Enfin, mes doigts rencontrent le cuir familier de mon sac à main ! Plus encore qu'une victoire, je soupire de soulagement en agrippant mon portable. Illico, l'écran s'allume, et je déchiffre dessus le début d'un message me souhaitant une bonne nuit.
Alex. Merci, mon dieu...
Il n'habite pas loin d'ici. Il ne dort peut-être pas encore. De toute façon, il n'y a que lui qui comprendra.
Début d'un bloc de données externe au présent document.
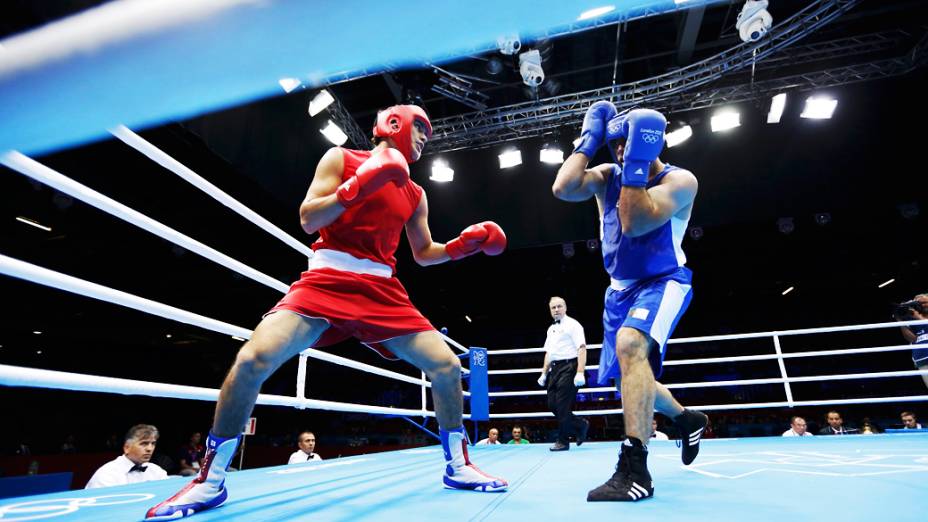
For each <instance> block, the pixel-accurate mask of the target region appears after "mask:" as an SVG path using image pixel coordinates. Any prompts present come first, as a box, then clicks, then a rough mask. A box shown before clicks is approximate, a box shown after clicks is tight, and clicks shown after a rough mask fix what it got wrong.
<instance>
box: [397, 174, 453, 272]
mask: <svg viewBox="0 0 928 522" xmlns="http://www.w3.org/2000/svg"><path fill="white" fill-rule="evenodd" d="M428 218H429V203H428V199H427V198H426V197H425V191H423V192H422V197H421V198H420V199H419V206H418V207H416V211H415V212H414V213H413V215H412V217H411V218H409V221H407V222H406V238H407V239H408V240H409V248H410V249H411V250H412V257H413V258H414V259H415V260H416V263H419V264H420V265H422V266H429V265H437V264H439V263H444V262H445V261H448V260H449V259H451V258H450V257H448V254H447V253H445V245H444V243H436V242H434V241H432V232H431V230H429V219H428Z"/></svg>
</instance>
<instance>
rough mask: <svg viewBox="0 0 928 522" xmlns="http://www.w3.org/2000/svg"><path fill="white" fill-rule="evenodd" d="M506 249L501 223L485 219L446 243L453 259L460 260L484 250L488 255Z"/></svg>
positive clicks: (485, 253)
mask: <svg viewBox="0 0 928 522" xmlns="http://www.w3.org/2000/svg"><path fill="white" fill-rule="evenodd" d="M503 250H506V234H504V233H503V229H502V228H500V226H499V225H497V224H496V223H494V222H492V221H484V222H483V223H477V224H476V225H471V226H469V227H467V228H465V229H464V231H463V232H461V235H460V236H458V237H456V238H455V239H452V240H451V241H449V242H448V243H446V244H445V252H447V253H448V255H449V256H451V259H454V260H458V259H461V258H462V257H467V256H469V255H472V254H476V253H477V252H478V251H483V253H484V254H486V255H488V256H498V255H499V254H502V253H503Z"/></svg>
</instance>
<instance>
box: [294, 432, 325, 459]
mask: <svg viewBox="0 0 928 522" xmlns="http://www.w3.org/2000/svg"><path fill="white" fill-rule="evenodd" d="M297 444H299V446H300V449H298V450H296V451H294V452H293V454H292V455H290V461H289V462H287V464H299V463H301V462H308V461H310V460H322V457H320V456H319V454H318V453H313V450H315V449H316V435H315V434H314V433H313V432H311V431H304V432H303V433H300V436H299V437H297Z"/></svg>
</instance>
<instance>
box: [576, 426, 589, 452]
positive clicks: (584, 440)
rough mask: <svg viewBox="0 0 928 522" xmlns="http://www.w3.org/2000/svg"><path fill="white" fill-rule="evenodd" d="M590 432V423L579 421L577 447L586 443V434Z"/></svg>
mask: <svg viewBox="0 0 928 522" xmlns="http://www.w3.org/2000/svg"><path fill="white" fill-rule="evenodd" d="M589 431H590V421H588V420H586V419H580V429H579V430H578V431H577V446H580V445H581V444H583V443H584V442H586V434H587V433H588V432H589Z"/></svg>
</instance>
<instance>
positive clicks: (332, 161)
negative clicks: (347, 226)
mask: <svg viewBox="0 0 928 522" xmlns="http://www.w3.org/2000/svg"><path fill="white" fill-rule="evenodd" d="M344 170H345V158H344V156H343V154H342V150H341V149H340V148H338V147H332V148H331V149H329V150H328V151H327V152H326V153H325V155H323V156H322V159H321V160H319V164H318V165H317V166H316V173H315V175H314V176H313V181H312V183H310V185H309V190H308V191H307V192H306V197H305V198H304V199H303V203H302V204H300V224H302V225H303V230H304V231H305V232H306V233H307V234H314V233H316V232H317V231H318V230H319V229H320V228H322V227H324V226H326V225H328V224H330V223H332V222H333V221H335V220H336V219H338V217H339V216H341V215H342V213H343V212H344V211H345V207H343V206H341V205H339V204H338V198H337V196H336V195H335V191H336V190H337V189H338V186H339V185H340V184H341V182H342V173H343V172H344Z"/></svg>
Au moment où j'appuie sur le bouton d'appel, une douleur fulgurante me déchire les entrailles. La respiration coupée, mon corps se tend à l'extrême, comme écartelé. Oh, bon sang ! Infernale, insoutenable, dévastatrice, cette nouvelle souffrance m'emmène au bord du gouffre. Véritable loque humaine, j'oublie les raisons qui m'ont conduite à ce désastre et prie seulement pour que la torture cesse. Je n'arrive plus à me concentrer. Je n'arrive plus à lutter. Je voudrais mourir. D'ailleurs, c'est certainement en train de se produire.
Perdue entre inconscience et douleur, je reprends brutalement mes esprits lorsqu'un liquide chaud s'écoule entre mes cuisses.
Non...
Je glisse une main sous ma robe, pour la retirer aussitôt, terrorisée par ce que je devine et redoute par dessus tout. Tremblante, j'approche le téléphone de ma main poisseuse. L'odeur me happe avant même que la faible luminosité de l'appareil ne révèle cinq doigts teints d'une nuance sinistre.
Un gémissement de bête blessée s'étrangle dans ma gorge, rompant la dernière digue qui empêchait le désespoir de pulvériser mon âme. Cernée par les ombres, je m'effondre, vaincue.
Après l'épreuve du Purgatoire, ce sont les Enfers qui m'attendent.